Candid comments about the risk of higher inflation from the weak dollar and high oil prices last week and on Tuesday from Bernanke have roiled financial markets, particularly since they came amid data showing the biggest jump in U.S. unemployment in 22 years.
The Fed has cut its fed funds rate seven times since mid-September 2007 for a cumulative 325 basis points.
Doll said the U.S. economy will likely skirt a recession but will remain in a "profits recession" in which both the financial and consumer goods sectors will post losses for the year.
"We've really yet to spend a lot of time on auto loans, credit-card loans, other consumer loans, and our guess is that there are more bad debts to come, and that will create moments of crisis in credit markets," Doll told CNBC.
Meanwhile, the European Central Bank could lower interest rates because of lingering credit-related problems and difficulty in spurring growth, Doll said.
"If we are right about growth remaining slow in Europe and some credit problems remaining, it's not out of the question that the ECB could lower rates," he said.

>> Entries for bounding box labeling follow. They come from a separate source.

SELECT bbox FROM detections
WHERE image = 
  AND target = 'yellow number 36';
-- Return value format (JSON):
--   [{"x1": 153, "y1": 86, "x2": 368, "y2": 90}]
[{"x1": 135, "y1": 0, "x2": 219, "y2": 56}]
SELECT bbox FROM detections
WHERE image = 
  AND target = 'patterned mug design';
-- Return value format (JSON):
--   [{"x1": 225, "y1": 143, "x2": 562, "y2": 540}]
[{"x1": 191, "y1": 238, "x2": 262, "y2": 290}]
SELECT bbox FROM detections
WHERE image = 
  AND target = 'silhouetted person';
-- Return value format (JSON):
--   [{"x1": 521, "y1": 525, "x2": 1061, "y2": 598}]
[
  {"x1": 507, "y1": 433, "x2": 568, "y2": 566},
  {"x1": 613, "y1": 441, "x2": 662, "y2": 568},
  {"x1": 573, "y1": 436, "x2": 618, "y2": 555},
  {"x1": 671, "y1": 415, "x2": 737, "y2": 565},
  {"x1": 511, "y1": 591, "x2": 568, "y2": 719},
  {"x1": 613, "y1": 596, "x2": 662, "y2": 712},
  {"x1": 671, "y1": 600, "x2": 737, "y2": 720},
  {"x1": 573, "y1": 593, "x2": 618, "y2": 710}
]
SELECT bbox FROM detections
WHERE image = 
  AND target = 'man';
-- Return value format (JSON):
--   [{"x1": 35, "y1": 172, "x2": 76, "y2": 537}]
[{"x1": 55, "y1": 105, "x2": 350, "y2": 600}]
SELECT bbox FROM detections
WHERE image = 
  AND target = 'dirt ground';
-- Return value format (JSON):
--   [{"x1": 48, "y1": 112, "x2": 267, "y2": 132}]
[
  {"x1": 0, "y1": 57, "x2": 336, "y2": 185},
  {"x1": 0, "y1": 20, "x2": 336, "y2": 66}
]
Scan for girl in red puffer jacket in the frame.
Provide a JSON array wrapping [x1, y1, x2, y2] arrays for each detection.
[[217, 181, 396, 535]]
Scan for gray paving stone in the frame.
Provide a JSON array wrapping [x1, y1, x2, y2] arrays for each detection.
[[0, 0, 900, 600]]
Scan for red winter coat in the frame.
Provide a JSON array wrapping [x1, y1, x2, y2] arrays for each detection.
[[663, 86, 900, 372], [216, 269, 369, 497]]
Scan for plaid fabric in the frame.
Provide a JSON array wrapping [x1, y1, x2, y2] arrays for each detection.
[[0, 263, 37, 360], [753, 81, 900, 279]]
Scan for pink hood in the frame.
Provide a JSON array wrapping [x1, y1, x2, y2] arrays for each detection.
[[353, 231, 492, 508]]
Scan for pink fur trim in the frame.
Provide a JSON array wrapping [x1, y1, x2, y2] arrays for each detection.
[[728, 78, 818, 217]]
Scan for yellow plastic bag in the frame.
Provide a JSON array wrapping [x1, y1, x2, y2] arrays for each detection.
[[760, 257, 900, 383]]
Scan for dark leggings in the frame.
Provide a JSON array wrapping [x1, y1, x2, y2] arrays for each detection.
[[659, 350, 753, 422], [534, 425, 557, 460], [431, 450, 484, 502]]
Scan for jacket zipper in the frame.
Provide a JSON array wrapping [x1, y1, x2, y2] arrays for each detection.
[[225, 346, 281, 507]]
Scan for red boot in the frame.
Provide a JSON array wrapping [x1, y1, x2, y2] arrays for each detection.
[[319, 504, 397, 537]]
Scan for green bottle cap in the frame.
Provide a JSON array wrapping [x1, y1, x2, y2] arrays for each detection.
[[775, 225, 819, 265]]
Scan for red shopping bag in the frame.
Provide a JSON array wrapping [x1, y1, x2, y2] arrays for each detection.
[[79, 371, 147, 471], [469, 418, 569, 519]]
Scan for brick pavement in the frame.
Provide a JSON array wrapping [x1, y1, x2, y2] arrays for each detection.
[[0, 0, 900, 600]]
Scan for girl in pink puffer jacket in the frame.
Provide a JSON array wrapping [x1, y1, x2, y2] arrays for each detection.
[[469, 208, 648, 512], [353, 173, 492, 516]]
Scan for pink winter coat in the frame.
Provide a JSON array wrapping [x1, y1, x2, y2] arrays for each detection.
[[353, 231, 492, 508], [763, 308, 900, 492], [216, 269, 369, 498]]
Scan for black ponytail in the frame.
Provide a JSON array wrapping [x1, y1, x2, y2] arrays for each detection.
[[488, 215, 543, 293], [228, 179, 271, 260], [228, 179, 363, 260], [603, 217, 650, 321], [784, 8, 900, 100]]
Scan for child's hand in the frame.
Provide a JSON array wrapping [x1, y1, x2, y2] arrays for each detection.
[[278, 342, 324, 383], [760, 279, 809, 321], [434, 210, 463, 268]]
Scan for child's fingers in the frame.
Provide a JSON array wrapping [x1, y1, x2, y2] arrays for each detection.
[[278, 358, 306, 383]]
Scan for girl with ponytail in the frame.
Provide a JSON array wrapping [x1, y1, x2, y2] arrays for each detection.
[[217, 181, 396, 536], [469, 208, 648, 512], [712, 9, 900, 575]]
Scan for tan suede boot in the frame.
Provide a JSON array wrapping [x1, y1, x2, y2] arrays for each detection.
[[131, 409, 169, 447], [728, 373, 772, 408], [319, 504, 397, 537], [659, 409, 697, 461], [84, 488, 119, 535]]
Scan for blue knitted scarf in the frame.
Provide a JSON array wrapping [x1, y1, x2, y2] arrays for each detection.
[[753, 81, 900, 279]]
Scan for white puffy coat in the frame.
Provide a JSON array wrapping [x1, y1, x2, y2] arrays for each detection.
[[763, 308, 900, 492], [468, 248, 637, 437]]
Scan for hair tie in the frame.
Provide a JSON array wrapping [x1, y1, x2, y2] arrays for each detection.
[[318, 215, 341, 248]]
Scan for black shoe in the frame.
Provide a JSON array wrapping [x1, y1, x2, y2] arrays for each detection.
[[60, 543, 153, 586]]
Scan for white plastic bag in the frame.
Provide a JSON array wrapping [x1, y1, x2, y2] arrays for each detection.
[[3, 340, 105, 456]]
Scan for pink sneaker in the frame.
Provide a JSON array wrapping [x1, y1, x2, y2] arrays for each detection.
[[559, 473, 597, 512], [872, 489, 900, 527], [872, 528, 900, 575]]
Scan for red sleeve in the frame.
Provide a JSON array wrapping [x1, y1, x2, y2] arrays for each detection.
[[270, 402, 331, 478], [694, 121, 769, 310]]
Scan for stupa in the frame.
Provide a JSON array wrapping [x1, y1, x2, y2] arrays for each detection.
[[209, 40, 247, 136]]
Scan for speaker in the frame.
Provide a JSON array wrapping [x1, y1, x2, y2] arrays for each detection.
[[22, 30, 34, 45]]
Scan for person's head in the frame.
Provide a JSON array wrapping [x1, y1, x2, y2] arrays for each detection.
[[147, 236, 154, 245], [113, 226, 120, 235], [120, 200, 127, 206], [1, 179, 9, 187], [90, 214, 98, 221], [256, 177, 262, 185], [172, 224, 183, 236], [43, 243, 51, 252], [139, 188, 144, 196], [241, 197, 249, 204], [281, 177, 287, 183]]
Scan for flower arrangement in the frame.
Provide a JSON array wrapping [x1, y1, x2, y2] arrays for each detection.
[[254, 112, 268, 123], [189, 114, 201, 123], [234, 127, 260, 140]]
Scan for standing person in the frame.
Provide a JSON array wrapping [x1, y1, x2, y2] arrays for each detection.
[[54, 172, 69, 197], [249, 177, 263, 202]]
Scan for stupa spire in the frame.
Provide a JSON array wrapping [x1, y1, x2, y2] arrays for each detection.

ECB President Jean-Claude Trichet said last week that it was "possible" that interest rates could rise as early as July, causing many economists to rejig their forecasts.
Doll said it was concerning that some emerging economies are tightening monetary policy at a time when global growth is below its long-term trend.
However, he said that equity valuations in China had returned to more reasonable levels and deserved more attention.